Monday, August 23, 2010

Dick Armey to GOP: Why don’t you have the guts to support Paul Ryan’s roadmap?

At Hot Air:


A sizzlin’ piece of red meat for a slow Sunday afternoon. Things start to pick up halfway through the clip, but I recommend watching the whole thing lest you miss Granholm’s ode to government intervention and insistence that cutting spending so that we don’t have to keep borrowing from foreign creditors is somehow … playing right into China’s hands. Note also that she’s the one who brings up Ryan, not Armey; Gregory’s question has to do with tea-party candidates being out of the mainstream and she leaps from that to an attack on the roadmap. Partly that’s because Dems are in panic mode about losing seniors’ votes and figure thatdistorting Ryan’s plan is the best way to spook them into voting blue this fall. But as I’ve said before, part of it is also a function of Ryan being a serious policy thinker who’s not given to the sort of rhetorical excess that lends itself to the left’s “all conservatives are kooks” message. If they want to take him down, they’ll have to do it with guilt by association. Which is why he keeps making these surprise cameos in their Sharron Angle/Rand Paul messaging.
As for Armey, who offers a welcome defense of Ryan, two things. One: I’d be remiss if I didn’t note that he’s mistaken about Alvin Greene.

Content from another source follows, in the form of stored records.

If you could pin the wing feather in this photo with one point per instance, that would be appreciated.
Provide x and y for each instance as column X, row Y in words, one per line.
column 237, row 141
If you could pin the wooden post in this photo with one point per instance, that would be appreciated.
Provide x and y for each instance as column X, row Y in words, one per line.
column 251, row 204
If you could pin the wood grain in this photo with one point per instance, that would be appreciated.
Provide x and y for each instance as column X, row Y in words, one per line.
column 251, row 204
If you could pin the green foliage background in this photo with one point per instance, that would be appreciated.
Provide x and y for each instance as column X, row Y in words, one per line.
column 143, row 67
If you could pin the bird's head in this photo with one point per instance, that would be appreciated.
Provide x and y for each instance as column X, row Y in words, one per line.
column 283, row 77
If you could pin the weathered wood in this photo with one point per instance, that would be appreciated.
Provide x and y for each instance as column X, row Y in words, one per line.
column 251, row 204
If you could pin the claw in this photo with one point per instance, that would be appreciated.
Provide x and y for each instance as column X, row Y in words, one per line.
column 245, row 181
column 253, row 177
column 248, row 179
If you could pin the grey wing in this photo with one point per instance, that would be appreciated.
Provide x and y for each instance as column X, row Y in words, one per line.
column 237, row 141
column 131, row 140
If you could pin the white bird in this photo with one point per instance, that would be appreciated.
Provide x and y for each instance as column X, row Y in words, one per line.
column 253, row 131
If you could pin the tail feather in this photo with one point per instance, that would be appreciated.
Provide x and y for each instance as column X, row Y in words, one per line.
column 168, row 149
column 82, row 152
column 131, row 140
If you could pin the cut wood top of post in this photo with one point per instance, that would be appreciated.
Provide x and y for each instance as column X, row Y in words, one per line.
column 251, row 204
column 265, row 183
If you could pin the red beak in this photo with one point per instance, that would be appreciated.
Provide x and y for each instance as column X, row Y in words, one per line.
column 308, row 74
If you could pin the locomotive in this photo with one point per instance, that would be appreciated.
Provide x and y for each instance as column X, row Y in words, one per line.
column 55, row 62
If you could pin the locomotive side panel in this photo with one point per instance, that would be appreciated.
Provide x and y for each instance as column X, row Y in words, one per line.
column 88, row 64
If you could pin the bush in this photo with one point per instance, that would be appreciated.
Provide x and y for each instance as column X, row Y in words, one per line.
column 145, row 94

America’s candidate has beenindicted on a felony charge but not (yet) convicted. (Or is he referring to someone else?) Second, I wonder how much support there’d be even on the right for the congressional GOP deciding to suddenly rally behind Ryan’s roadmap. I figure most tea partiers would love it as a show of fiscal conservative principle; centrists, who are loath to tinker with Social Security and Medicare, would likely freak out; and a third faction in the middle would welcome the move from a policy standpoint but would panic at the thought of Republicans handing the Dems a major opportunity to change the subject when they’re on the ropes. But then, that’s the problem with entitlements writ large, isn’t it? Everyone agrees that we need to talk about them — just not right now, when it’s politically inconvenient. Someday.